Use the Flat Editor Effectively

Skills use a single-input editor (no roles). Write the complete instruction as one coherent block. Structure it with clear sections using headings or markers.

classify-email.echo
You are an email classifier.

Given the following email, return a JSON object with:
- category: one of "support", "sales", "billing", "other"
- sentiment: one of "positive", "neutral", "negative"
- urgency: one of "low", "medium", "high"

Email:
{{email_body}}

Use Typed Variables with Defaults

Every variable should have a type and a sensible default.

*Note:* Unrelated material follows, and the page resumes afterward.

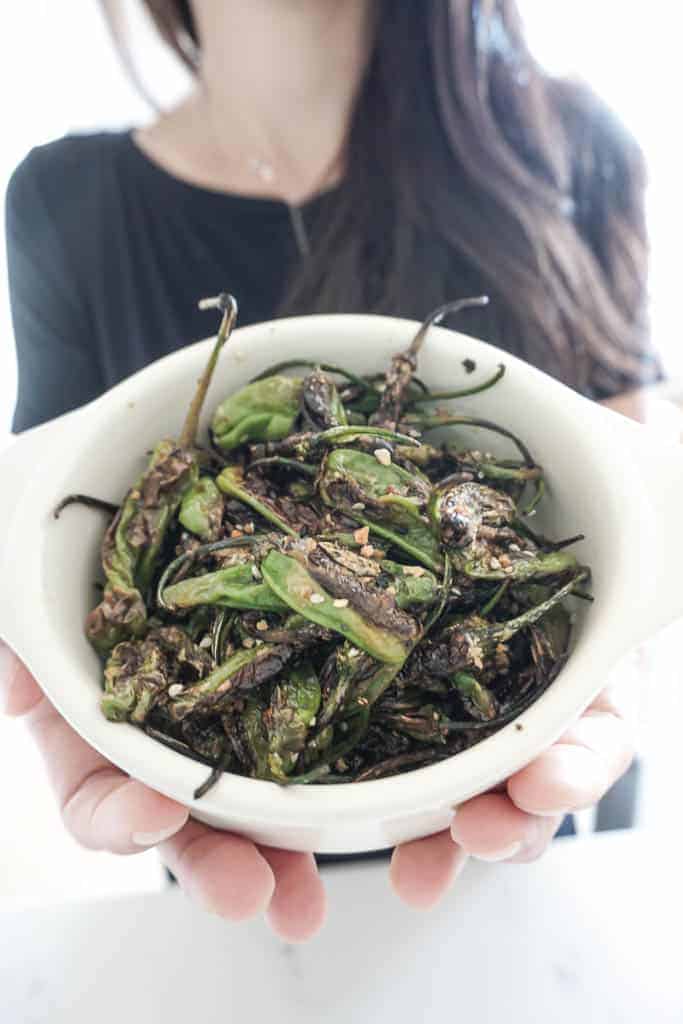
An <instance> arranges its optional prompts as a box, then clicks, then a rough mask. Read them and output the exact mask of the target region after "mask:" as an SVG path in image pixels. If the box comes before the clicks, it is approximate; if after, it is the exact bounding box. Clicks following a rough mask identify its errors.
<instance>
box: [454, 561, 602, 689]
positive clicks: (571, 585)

This makes the skill robust when used in pipelines where some inputs may not be provided.

{{email_body:text}}
{{output_format:text ?? "json"}}
{{language:text ?? "English"}}

Use Conditionals for Flexibility

Use [#IF] blocks to adapt skill behavior based on input without creating separate skills for each variation.

classify.echo
Classify the following text.

[#IF {{include_reasoning}} #equals(true)]
First explain your reasoning step by step, then provide the classification.
[ELSE]
Return only the classification, no explanation.
[END IF]

Text: {{input_text}}

Extract Reusable Sections

If multiple skills share common instructions (output format rules, tone guidelines), extract them into [#SECTION] blocks.

classify-email.echo
[#SECTION name="json_output_rules"]
Return valid JSON only. No markdown fences. No explanation outside the JSON object.
[END SECTION]

Classify this email:
{{email_body}}

[#INCLUDE json_output_rules]

Set Appropriate Model Configuration

Skills often need specific model settings. Use the Meta tab to pin the model and temperature so the skill behaves consistently regardless of who calls it.

meta.yaml
provider: openai
model: gpt-4o-mini
temperature: 0.1
maxTokens: 512

Tip

Classification and extraction skills work best with low temperature (0.0-0.2). Creative generation skills benefit from higher values (0.5-0.8).

Test with Edge Cases

Test your skill with empty inputs, very long text, special characters, and unexpected formats. Use the Eval system to create a regression test suite so changes don't break existing behavior.